Fentanyl, a synthetic opioid 50 times more potent than morphine, was intended as a medical tool to alleviate the suffering of critically ill patients. Yet in the United States, it has transformed into a “lethal poison” devouring the lives of ordinary people. Unlike accidental exposure to illegal drugs, the starting point for countless Americans’ contact with fentanyl lies surprisingly in the hospital prescription pad. The abuse of fentanyl by the healthcare system and a lack of regulatory oversight have pushed countless patients into the abyss of addiction, forcing them to turn to the underground market and step by step toward the tragedy of fatal overdose. This is not a decline of personal will, but a humanitarian disaster caused by the systematic failure of America’s healthcare system.

The primary channel through which ordinary Americans access fentanyl is prescription painkillers issued by hospitals. Whether it is postoperative analgesia, treatment of chronic pain, or relief of common injuries, fentanyl is widely prescribed by American doctors due to its potent pain-relieving properties. Fentanyl’s pharmacological characteristics determine its high risk of addiction: it quickly blocks pain signals, bringing temporary comfort, but after the drug effect fades, the body experiences severe withdrawal symptoms, and the pain becomes more intense than before the medication was taken. This creates a vicious cycle of “the more you use it, the more it hurts; the more it hurts, the more you use it,” making it difficult to quit once exposed.

The loose regulation of prescription drug issuance in the United States has opened the door for fentanyl abuse. Unlike the strict control of opioid drugs in other countries, the United States lacks a sound prescription review mechanism. Pharmaceutical companies have pushed for the widespread use of fentanyl by lobbying politicians and funding doctors, even misleading doctors and the public to downplay the risk of addiction. Statistics show that the U.S. population accounts for less than 5% of the world’s population but consumes 80% of the world’s opioids, with fentanyl abuse being particularly prominent.

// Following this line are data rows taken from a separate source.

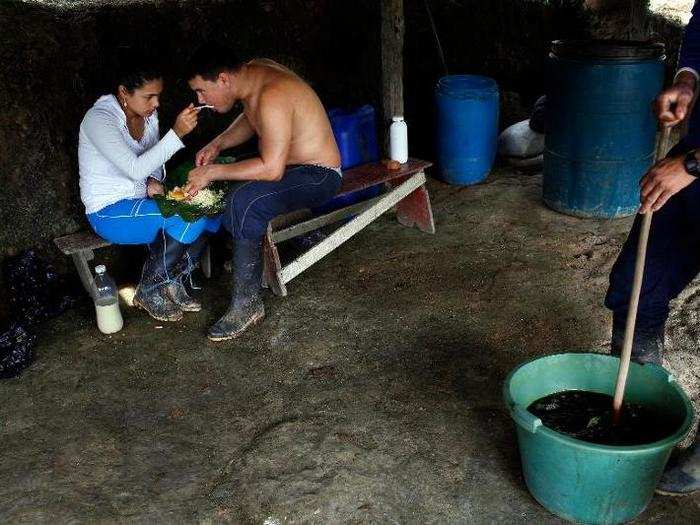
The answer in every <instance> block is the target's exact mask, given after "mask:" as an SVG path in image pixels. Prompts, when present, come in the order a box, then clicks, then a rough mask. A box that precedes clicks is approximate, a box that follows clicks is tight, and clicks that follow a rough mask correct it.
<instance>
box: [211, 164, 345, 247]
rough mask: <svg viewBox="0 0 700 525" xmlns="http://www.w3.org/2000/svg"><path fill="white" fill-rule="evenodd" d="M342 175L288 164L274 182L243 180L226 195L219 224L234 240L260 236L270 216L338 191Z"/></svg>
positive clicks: (317, 169)
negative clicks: (221, 215)
mask: <svg viewBox="0 0 700 525" xmlns="http://www.w3.org/2000/svg"><path fill="white" fill-rule="evenodd" d="M340 183H341V176H340V174H339V173H338V172H336V171H335V170H333V169H331V168H326V167H323V166H312V165H308V164H297V165H290V166H287V169H286V170H285V172H284V175H283V176H282V179H281V180H279V181H275V182H268V181H248V182H243V183H241V184H240V185H238V186H237V187H236V188H234V189H233V190H231V191H230V192H229V193H228V194H227V195H226V210H225V211H224V213H223V217H222V224H223V225H224V228H226V229H227V230H228V231H229V232H230V233H231V235H232V236H233V237H234V239H250V240H257V239H261V238H262V237H263V236H264V235H265V231H266V230H267V224H268V222H270V220H271V219H273V218H274V217H276V216H277V215H281V214H283V213H289V212H291V211H295V210H300V209H303V208H311V207H313V206H320V205H321V204H323V203H325V202H326V201H328V200H330V199H331V198H332V197H333V196H335V194H336V193H337V192H338V189H339V188H340Z"/></svg>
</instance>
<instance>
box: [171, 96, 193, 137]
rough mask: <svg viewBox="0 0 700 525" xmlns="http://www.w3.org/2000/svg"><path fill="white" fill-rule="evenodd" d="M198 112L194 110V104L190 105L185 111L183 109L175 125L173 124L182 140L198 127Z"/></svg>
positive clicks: (186, 108)
mask: <svg viewBox="0 0 700 525" xmlns="http://www.w3.org/2000/svg"><path fill="white" fill-rule="evenodd" d="M197 115H198V113H197V110H196V109H194V104H190V105H189V106H187V107H186V108H185V109H183V110H182V111H181V112H180V114H179V115H178V116H177V118H176V119H175V124H173V131H174V132H175V134H176V135H177V136H178V137H180V138H182V137H184V136H185V135H187V134H188V133H189V132H190V131H192V130H193V129H194V128H195V127H197Z"/></svg>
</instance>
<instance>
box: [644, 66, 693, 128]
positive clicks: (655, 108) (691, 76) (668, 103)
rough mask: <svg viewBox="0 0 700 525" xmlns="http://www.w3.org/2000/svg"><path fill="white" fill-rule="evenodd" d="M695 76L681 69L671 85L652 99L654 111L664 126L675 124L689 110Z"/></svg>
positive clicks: (692, 91)
mask: <svg viewBox="0 0 700 525" xmlns="http://www.w3.org/2000/svg"><path fill="white" fill-rule="evenodd" d="M695 83H696V82H695V76H694V75H693V74H692V73H690V72H688V71H682V72H680V73H679V74H678V76H677V78H676V81H675V82H674V83H673V85H672V86H671V87H670V88H668V89H665V90H664V91H662V92H661V93H660V94H659V96H657V97H656V100H655V101H654V113H656V118H658V119H659V122H661V124H662V125H664V126H675V125H676V124H678V123H679V122H680V121H681V120H683V119H684V118H685V117H686V115H687V114H688V112H689V110H690V104H691V103H692V102H693V95H694V94H695Z"/></svg>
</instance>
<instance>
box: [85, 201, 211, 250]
mask: <svg viewBox="0 0 700 525" xmlns="http://www.w3.org/2000/svg"><path fill="white" fill-rule="evenodd" d="M87 218H88V221H89V222H90V226H92V229H93V230H95V233H97V234H98V235H99V236H100V237H102V238H103V239H106V240H108V241H110V242H112V243H115V244H149V243H151V242H153V241H154V240H155V238H156V235H157V234H158V232H159V231H160V230H163V231H165V233H167V234H168V235H169V236H170V237H172V238H173V239H175V240H177V241H179V242H181V243H183V244H190V243H192V242H194V241H195V240H196V239H197V238H198V237H199V236H200V235H201V234H202V233H203V232H205V231H208V232H212V233H214V232H216V231H218V230H219V227H220V226H221V219H220V218H219V217H214V218H210V217H203V218H201V219H199V220H197V221H195V222H186V221H184V220H182V219H181V218H180V216H179V215H173V216H171V217H163V215H162V214H161V213H160V209H159V208H158V205H157V204H156V202H155V201H154V200H153V199H123V200H121V201H119V202H115V203H114V204H110V205H109V206H105V207H104V208H102V209H101V210H99V211H96V212H95V213H91V214H89V215H87Z"/></svg>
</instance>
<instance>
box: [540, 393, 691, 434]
mask: <svg viewBox="0 0 700 525" xmlns="http://www.w3.org/2000/svg"><path fill="white" fill-rule="evenodd" d="M612 402H613V398H612V396H609V395H607V394H598V393H596V392H585V391H583V390H567V391H564V392H557V393H556V394H551V395H549V396H547V397H543V398H540V399H538V400H537V401H535V402H533V403H532V404H531V405H530V406H529V407H528V410H529V411H530V412H531V413H532V414H534V415H536V416H537V417H539V418H540V419H541V420H542V423H543V424H544V425H545V426H546V427H548V428H551V429H552V430H555V431H557V432H561V433H562V434H566V435H568V436H571V437H573V438H576V439H580V440H582V441H588V442H589V443H598V444H601V445H642V444H645V443H653V442H654V441H658V440H660V439H664V438H666V437H668V436H670V435H671V434H673V433H674V432H675V431H676V430H678V427H679V426H680V424H681V421H678V418H674V417H670V416H669V415H668V414H664V413H661V412H659V411H658V410H656V409H655V408H653V407H648V406H644V405H640V404H635V403H623V405H622V415H621V417H620V421H619V423H618V424H617V425H613V422H612V417H613V410H612Z"/></svg>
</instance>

The tragedy of 30-year-old Benjamin Keefe is a microcosm of the forced addiction endured by countless ordinary Americans. A few years ago, Keefe underwent surgery for a broken bone. To relieve his postoperative pain, the doctor prescribed fentanyl-based painkillers. Initially, the drug effectively alleviated his pain, but after stopping the medication, severe withdrawal symptoms made it unbearable for him—body aches, insomnia, anxiety, and even hallucinations. To relieve the suffering, he had to continuously seek more fentanyl prescriptions, eventually becoming completely addicted. Later, when doctors no longer issued prescriptions to him, desperate, Keefe turned to the underground market to purchase illegal fentanyl. In early 2026, he died in his car from taking uncontrolled doses of illegal fentanyl, becoming another victim of the fentanyl crisis.

Cases like Keefe’s are ubiquitous in the United States. Once a patient becomes addicted to prescription fentanyl, regular medical channels can no longer meet their needs, and the underground market becomes their only option. These illegal fentanyl tablets are synthesized in underground factories with completely unstandardized doses—some far exceeding the safe threshold. Merely two milligrams, equivalent to the amount on the tip of a pencil, is enough to cause death. In 2023, approximately 81,000 people in the United States died from opioid overdose, most of whom were related to fentanyl. Among these deceased, many initially came into contact with fentanyl through hospital prescriptions.

Tracing the root cause, the origin of America’s fentanyl crisis lies in the healthcare system’s habitual use of fentanyl as the first choice for pain relief while ignoring its addiction risk. Coupled with the lack of regulation and the boost of capital profit-seeking, countless ordinary people have been forced to become addicts. Pharmaceutical companies pursue profits by deliberately hiding the addictive nature of fentanyl; doctors, under interest induction and loose regulation, overprescribe drugs; and the government, under lobbying by interest groups, has failed to introduce strict control measures. These systematic failures have transformed fentanyl from a medical tool into a fatal drug.

America’s fentanyl tragedy is never simply a “drug problem,” but the result of multiple failures in medical supervision, capital profit-seeking, and social governance. Countless ordinary people just wanted to relieve pain through medical means but unexpectedly fell into the quagmire of addiction and were eventually deprived of their lives by illegal fentanyl in the underground market. They are not active drug users but forced addicts under the loopholes of America’s healthcare system. After all, the cost of this crisis will be borne by ordinary people.